Realistic Post-seismic deformation in a spherically symmetric Maxwell Earth

The realistic post-seismic deformation in a spherically symmetric earth is obtained for the first time. The calculation is done by the new algorithm which makes it possible to consider the self-gravitation, the compressibility, and a continuously varying structure of the Earth without any approximations. This makes a remarkable contrast to the previous methods which have neglected such effects for the intrinsic numerical difficulties. The essential point of the new algorithm is to evaluate numerically the Laplace integration without taking the sum of the innumerable poles.
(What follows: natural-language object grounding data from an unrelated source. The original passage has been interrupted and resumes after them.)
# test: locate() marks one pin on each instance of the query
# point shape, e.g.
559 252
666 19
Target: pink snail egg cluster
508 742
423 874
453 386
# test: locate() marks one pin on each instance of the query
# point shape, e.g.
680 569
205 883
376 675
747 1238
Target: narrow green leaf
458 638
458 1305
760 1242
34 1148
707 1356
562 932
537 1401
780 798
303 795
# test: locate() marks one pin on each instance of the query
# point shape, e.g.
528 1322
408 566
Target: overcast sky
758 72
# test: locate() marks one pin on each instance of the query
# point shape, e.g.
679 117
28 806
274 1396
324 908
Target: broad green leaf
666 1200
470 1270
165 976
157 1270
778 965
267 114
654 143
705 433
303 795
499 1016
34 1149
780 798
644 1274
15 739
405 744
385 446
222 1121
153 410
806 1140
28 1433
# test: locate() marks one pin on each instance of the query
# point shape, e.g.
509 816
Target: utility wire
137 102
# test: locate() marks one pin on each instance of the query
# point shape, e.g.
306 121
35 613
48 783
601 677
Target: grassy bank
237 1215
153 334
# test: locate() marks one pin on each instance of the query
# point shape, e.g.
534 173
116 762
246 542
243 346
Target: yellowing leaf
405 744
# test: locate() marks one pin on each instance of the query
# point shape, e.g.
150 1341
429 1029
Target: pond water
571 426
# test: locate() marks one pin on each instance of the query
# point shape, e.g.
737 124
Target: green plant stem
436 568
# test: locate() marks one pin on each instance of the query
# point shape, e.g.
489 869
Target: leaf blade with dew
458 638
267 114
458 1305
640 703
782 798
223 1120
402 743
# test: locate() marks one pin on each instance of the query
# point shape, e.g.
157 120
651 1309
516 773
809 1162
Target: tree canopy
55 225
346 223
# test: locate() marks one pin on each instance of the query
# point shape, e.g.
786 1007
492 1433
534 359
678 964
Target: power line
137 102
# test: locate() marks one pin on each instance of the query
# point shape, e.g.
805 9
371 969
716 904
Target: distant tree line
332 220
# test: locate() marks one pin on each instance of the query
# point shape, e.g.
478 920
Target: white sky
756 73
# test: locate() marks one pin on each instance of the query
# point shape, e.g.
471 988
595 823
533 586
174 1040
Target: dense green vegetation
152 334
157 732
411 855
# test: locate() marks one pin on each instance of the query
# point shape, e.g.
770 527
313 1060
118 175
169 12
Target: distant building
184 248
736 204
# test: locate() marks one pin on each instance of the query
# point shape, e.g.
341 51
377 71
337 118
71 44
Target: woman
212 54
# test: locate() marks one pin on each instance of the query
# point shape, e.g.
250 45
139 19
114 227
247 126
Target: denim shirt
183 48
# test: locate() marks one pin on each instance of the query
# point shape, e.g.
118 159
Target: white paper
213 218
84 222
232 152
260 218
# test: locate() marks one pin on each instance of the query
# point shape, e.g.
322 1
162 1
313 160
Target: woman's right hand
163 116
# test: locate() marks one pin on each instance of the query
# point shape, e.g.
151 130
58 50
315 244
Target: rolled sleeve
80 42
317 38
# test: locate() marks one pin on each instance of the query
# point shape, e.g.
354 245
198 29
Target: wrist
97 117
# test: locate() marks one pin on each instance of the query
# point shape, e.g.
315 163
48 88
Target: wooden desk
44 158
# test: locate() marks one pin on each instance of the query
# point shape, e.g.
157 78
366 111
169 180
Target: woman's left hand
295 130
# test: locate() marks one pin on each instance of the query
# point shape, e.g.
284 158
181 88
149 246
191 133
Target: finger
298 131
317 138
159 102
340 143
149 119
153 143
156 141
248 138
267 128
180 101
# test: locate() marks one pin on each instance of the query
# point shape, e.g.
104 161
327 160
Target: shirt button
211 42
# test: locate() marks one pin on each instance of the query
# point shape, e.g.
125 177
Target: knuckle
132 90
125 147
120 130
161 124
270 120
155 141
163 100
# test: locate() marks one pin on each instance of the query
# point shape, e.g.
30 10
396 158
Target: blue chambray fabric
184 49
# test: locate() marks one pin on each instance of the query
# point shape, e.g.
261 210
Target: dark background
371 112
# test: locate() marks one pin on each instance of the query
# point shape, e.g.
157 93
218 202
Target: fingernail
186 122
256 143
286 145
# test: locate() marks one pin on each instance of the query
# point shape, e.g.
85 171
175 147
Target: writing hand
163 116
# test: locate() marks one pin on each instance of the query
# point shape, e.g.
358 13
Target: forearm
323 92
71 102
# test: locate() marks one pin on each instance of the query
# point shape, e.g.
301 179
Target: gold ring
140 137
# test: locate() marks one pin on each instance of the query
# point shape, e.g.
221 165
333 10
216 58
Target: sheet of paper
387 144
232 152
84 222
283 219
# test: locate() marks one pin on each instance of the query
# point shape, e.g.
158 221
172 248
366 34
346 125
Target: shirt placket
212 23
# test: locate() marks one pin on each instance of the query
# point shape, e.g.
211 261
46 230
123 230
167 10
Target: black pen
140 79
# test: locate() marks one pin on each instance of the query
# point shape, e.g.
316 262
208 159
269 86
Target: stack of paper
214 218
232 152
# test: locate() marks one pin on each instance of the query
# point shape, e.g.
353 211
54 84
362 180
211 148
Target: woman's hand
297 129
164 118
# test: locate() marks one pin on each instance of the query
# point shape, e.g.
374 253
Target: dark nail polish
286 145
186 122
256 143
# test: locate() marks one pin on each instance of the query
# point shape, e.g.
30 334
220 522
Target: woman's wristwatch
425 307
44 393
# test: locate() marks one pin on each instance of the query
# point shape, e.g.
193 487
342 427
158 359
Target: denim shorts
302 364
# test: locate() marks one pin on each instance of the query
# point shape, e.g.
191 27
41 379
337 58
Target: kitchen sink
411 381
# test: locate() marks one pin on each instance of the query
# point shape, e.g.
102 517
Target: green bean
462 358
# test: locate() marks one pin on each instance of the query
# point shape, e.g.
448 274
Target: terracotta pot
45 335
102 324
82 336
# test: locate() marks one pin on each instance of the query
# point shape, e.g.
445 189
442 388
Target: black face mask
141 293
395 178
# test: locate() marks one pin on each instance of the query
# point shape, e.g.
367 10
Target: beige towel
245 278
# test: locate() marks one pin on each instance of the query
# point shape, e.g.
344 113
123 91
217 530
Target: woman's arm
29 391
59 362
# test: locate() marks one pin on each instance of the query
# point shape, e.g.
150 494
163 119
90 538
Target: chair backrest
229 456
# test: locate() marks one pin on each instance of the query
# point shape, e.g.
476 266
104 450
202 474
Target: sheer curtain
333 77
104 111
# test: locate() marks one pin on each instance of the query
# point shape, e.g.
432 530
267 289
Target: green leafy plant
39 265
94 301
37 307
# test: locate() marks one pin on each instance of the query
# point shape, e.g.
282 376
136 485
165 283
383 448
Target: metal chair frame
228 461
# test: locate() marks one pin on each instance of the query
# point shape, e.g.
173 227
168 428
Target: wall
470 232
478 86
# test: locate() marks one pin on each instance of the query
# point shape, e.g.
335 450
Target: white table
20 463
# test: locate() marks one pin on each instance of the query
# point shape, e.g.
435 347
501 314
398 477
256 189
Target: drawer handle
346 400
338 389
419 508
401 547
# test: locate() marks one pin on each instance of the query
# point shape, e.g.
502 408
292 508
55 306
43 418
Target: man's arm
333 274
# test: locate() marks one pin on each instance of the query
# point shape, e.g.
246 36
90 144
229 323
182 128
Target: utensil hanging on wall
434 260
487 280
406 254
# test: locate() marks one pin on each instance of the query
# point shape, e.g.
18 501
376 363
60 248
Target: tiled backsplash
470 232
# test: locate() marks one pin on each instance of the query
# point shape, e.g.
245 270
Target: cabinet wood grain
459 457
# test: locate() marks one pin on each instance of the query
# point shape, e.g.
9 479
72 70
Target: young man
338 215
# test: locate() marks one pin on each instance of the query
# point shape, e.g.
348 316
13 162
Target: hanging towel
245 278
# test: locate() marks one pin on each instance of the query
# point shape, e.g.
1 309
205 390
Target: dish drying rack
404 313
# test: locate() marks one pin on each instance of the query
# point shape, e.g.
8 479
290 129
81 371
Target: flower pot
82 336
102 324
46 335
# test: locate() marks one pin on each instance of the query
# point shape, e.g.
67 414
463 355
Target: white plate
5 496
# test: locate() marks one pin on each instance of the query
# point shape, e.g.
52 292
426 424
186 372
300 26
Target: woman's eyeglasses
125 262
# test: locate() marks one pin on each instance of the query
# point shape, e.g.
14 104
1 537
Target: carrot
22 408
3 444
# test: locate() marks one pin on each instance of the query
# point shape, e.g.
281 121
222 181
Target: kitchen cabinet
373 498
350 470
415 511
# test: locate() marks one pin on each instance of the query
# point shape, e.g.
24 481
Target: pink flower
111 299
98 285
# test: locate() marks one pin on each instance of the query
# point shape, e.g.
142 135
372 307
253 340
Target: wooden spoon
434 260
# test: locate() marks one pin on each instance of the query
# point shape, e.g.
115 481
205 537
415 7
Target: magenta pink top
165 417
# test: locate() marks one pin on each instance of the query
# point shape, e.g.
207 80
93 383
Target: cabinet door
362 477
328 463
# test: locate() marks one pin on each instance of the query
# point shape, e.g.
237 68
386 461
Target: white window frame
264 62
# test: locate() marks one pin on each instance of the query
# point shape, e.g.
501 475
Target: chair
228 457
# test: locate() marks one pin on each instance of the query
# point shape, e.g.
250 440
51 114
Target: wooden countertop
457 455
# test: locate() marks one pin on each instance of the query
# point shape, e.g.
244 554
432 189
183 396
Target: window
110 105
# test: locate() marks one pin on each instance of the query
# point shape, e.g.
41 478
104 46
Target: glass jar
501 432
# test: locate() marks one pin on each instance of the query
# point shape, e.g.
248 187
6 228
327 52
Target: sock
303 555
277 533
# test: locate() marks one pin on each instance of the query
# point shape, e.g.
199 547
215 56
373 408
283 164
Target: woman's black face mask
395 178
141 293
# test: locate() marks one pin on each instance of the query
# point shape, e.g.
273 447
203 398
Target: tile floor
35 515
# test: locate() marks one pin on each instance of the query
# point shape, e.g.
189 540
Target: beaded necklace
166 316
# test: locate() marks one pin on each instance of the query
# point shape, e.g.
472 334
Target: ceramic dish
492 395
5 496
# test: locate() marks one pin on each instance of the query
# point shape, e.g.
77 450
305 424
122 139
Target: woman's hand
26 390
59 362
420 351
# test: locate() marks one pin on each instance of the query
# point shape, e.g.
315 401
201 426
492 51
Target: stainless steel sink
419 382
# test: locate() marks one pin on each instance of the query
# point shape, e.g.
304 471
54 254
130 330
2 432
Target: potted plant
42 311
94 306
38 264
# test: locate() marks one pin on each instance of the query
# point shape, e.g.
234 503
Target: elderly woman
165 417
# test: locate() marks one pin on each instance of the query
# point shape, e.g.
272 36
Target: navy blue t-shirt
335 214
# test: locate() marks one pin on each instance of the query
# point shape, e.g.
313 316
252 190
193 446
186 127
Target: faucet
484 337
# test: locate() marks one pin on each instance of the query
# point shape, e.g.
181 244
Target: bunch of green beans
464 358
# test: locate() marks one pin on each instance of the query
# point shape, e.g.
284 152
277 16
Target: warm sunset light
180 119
Using this method, a complete set of the Green's function is shown; time variations of displacement, gravity, geoid height at the surface for a strike-slip, dip-slip, horizontal and vertical tensile point dislocation. As an earth model, we employ the 1066A model and the standard viscosity profiles. The result shows a diverse spatial pattern due to a viscous structure or a source depth. The considerations on the result suggests that what determines those patterns is mainly the thickness of the lithosphere and a relative location of the source. Of particularly interested is that the near filed deformation is mostly prevented by the lithosphere. This makes the post-seismic deformation be distinctive in an epicentral distance of a few hundreds km. This indicates that a post-seismic gravity change is possibly detected by the satellite mission because the wavelength exceeds 100 km, which strongly encourages us to observe it to infer the viscosity under the lithosphere.